Broken ADFS! Service Unavailable – Error 503

Came in this morning to a lovely issue, ADFS authenticated services were completely unavailable! Office 365 archive mailboxes, hosted CRM, etc.

Upon testing the URL: /adfs/services/trust/mex a lovely “Error 503” was displayed!

Key prob 1

I changed the internal ADFS certs to use the new EKU requirements (Server and Client Authentication), verified NT SERVICE\drs and NT SERVICE\adfssrv had the correct permissions on the private keys, but still no dice for external usage.

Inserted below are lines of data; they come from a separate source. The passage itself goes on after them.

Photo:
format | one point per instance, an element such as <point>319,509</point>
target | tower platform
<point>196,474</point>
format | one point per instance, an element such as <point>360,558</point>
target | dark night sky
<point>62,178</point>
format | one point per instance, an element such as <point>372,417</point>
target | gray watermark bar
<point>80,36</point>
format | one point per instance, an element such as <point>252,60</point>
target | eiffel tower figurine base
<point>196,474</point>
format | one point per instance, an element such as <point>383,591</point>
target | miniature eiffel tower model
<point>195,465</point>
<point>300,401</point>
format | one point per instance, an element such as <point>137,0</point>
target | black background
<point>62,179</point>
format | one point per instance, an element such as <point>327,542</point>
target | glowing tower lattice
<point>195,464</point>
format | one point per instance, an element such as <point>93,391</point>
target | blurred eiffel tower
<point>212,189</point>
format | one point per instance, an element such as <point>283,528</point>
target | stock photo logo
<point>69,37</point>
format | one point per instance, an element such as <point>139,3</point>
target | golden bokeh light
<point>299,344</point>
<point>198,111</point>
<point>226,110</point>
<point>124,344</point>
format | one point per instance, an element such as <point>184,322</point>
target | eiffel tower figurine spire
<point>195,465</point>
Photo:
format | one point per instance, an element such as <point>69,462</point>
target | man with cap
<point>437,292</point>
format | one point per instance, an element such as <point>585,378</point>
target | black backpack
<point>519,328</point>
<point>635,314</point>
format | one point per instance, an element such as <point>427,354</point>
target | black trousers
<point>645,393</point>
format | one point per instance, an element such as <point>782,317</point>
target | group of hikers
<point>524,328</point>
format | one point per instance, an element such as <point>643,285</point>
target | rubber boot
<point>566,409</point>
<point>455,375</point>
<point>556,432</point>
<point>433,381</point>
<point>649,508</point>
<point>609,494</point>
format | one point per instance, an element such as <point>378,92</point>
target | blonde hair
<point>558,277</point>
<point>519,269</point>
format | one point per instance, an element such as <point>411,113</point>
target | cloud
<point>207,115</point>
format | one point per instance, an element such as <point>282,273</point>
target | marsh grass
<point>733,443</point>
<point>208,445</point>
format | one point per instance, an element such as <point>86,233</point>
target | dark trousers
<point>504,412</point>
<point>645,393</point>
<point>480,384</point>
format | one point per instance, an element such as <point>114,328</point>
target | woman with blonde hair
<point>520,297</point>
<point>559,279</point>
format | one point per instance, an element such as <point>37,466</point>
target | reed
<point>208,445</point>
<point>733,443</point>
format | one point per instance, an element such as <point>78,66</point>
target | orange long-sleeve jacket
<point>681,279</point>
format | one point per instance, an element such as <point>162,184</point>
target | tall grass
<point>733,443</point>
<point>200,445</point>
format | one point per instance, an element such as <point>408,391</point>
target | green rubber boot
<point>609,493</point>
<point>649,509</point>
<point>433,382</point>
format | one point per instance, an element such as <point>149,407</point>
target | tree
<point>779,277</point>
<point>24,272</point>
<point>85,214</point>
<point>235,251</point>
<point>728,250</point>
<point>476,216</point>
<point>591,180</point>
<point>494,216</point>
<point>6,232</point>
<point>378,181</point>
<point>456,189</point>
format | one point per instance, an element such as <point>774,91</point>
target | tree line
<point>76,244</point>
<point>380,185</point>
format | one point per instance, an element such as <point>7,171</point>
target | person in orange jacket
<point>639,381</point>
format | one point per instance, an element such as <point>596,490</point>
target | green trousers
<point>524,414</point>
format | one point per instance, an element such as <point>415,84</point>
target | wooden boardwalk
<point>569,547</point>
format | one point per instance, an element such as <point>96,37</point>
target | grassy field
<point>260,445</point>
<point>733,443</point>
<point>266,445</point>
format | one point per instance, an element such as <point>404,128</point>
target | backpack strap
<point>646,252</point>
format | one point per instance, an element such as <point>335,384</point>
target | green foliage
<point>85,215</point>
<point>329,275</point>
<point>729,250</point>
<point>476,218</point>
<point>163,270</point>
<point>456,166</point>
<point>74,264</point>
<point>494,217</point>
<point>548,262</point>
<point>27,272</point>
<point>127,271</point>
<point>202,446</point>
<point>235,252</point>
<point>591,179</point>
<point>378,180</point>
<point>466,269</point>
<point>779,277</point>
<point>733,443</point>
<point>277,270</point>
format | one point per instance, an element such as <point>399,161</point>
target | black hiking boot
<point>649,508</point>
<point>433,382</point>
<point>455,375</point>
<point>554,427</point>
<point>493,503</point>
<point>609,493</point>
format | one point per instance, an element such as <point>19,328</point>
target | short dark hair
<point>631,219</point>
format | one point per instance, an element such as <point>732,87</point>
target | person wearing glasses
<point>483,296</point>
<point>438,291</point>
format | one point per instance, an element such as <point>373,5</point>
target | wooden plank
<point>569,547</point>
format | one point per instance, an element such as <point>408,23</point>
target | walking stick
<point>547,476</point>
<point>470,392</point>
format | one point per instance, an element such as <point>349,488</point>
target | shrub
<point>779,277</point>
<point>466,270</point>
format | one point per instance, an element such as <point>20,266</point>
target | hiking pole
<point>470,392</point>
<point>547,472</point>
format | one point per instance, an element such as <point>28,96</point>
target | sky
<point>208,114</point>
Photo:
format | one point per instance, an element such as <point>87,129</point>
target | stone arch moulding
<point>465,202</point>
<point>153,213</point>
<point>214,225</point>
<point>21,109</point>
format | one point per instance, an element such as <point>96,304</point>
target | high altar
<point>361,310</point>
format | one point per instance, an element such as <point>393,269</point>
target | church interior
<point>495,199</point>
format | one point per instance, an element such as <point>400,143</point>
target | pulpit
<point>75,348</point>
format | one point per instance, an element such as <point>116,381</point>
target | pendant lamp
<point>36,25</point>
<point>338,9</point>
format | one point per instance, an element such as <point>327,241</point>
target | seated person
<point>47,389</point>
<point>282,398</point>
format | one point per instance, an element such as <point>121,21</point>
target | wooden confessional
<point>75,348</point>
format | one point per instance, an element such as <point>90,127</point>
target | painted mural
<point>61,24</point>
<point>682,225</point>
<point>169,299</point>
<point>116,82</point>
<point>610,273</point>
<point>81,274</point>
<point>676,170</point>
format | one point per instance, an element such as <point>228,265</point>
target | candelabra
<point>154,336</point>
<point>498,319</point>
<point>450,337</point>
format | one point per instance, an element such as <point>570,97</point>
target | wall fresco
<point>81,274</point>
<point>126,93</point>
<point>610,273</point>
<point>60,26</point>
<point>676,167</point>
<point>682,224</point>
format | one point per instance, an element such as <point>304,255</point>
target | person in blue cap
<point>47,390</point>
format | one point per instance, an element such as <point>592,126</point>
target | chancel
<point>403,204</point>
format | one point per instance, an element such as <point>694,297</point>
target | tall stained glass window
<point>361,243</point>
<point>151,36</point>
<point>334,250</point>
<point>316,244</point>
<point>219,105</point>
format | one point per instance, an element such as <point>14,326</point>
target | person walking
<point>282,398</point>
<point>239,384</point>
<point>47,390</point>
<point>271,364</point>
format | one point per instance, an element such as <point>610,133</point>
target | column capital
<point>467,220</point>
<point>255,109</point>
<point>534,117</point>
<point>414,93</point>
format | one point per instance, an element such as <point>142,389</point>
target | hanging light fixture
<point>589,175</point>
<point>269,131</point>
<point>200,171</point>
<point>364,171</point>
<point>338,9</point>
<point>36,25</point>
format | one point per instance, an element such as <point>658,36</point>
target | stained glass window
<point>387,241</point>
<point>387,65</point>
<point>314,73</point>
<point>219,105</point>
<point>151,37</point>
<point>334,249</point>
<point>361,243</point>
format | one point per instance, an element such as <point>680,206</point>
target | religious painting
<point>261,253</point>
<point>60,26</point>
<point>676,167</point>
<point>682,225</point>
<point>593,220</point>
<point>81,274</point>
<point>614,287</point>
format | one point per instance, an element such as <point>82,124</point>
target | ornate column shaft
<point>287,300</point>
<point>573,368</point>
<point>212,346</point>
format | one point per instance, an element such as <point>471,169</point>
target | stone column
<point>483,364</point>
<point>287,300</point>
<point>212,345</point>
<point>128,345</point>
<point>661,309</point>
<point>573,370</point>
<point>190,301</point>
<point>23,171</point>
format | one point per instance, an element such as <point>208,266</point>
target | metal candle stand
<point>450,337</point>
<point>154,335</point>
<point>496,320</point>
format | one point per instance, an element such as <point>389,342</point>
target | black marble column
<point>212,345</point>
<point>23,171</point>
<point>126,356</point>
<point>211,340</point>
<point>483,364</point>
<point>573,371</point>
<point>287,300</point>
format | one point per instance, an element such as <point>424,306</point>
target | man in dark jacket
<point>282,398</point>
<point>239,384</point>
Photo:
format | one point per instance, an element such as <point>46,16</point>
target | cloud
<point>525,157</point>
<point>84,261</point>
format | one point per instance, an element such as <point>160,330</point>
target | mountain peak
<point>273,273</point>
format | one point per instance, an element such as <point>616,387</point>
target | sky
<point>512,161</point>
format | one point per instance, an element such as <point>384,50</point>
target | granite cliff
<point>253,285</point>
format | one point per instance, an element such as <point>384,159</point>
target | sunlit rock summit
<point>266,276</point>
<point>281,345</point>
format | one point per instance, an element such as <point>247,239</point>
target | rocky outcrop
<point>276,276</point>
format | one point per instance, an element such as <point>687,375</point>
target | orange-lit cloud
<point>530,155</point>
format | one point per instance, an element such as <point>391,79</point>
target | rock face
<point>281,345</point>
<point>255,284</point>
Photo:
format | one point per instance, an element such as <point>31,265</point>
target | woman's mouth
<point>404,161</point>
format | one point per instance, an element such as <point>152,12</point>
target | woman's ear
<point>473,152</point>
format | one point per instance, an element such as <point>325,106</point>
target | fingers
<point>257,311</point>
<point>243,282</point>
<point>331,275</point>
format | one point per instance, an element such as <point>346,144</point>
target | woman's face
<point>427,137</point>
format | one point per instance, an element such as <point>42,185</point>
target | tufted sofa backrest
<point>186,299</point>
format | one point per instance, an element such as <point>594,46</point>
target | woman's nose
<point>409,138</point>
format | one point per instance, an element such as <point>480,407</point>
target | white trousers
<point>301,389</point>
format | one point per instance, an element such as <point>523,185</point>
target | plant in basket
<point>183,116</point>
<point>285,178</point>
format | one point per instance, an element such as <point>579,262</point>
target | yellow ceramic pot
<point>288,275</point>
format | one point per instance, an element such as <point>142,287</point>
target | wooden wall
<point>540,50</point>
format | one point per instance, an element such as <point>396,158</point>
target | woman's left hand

After using my trusty bing.com, I came across this lovely Microsoft article about the KeySpec property for the Web Application Proxy server: https://docs.microsoft.com/en-us/windows-server/identity/ad-fs/technical-reference/ad-fs-and-keyspec-property

Checking the server’s keys using the Powershell command dir cert:/LocalMachine/My reveals the following problem:

KeySpec = 0

Ext Cert wrong

Ok, so the fix is easy right? Just export the cert to a pfx file, import it with

certutil -csp "Microsoft RSA SChannel Cryptographic Provider" -importpfx

or as the article says:

certutil –importpfx extcert.pfx AT_KEYEXCHANGE

In this case, I got a lovely -importPFX command FAILED: 0x80090029 The requested operation is not supported. error message as shown:

Key prob 3

After looking around for a while, I remembered the article I wrote back in September 2017: LS Audio/Video Authentication Server Error 19008 – Private Key not found, went through that process, and what do you know, it worked!!

Ext Cert right

The URL: /adfs/services/trust/mex now works perfectly, and all services that depend on ADFS are up!

LS Audio/Video Authentication Server Error 19008 – Private Key not found

After happily running for several years, one of the Skype for Business edge servers for one implementation decided it was not going to start its Audio/Video Authentication and Audio/Video Edge service!

Looking at the event viewer, the following two Event IDs were raised: 19008 and 19005. Specifically: 19008: Private key for server certificate not found by the LS A/V Authentication service or the service does not have sufficient permissions to access the certificate.

After verifying the private key permissions are set correctly (NETWORK SERVICE: Read, etc) in the Certificate MMC snap-in, I checked to see what the certs looked like in PowerShell

PS Cert:\LocalMachine\My\> dir .\ 5E670E493E5EBAACC5B26E219ACA8A629F9485D4 | fl 

HasPrivateKey  : True
PrivateKey     :
PublicKey      : System.Security.Cryptography.X509Certificates.PublicKey

Notice that there is no PrivateKey provider defined here, which means the cert broke somehow! Strange, as in this environment there were two Skype for Business edge servers, one worked perfectly, the other did not.

Anyways, the fix was to tear the certs apart, and put them back together as shown in this Merge certificate public and private key with OpenSSL TechNet article.

Specifically

    1. I got the OpenSSL binaries from: https://indy.fulgan.com/SSL
    2. I extracted the keys using the following commands:
      openssl pkcs12 -in egdev1.pfx -nocerts -out private_key.pem -nodes
      openssl pkcs12 -in egdev1.pfx -nokeys -out public_key.crt
    3. I merged the keys back together using the following command:
      openssl pkcs12 -export -in public_key.crt -inkey private_key.pem -out lync_edge_merged.pfx

After certificate import, and applying it to the services, I checked to see what the certs looked like in PowerShell

PS Cert:\LocalMachine\My\> dir .\ 5E670E493E5EBAACC5B26E219ACA8A629F9485D4 | fl 

HasPrivateKey  : True
PrivateKey     : System.Security.Cryptography.RSACryptoServiceProvider
PublicKey      : System.Security.Cryptography.X509Certificates.PublicKey

Notice that there is now a PrivateKey provider defined here, and the two Audio/Video Authentication and Audio/Video Edge services started up just perfectly!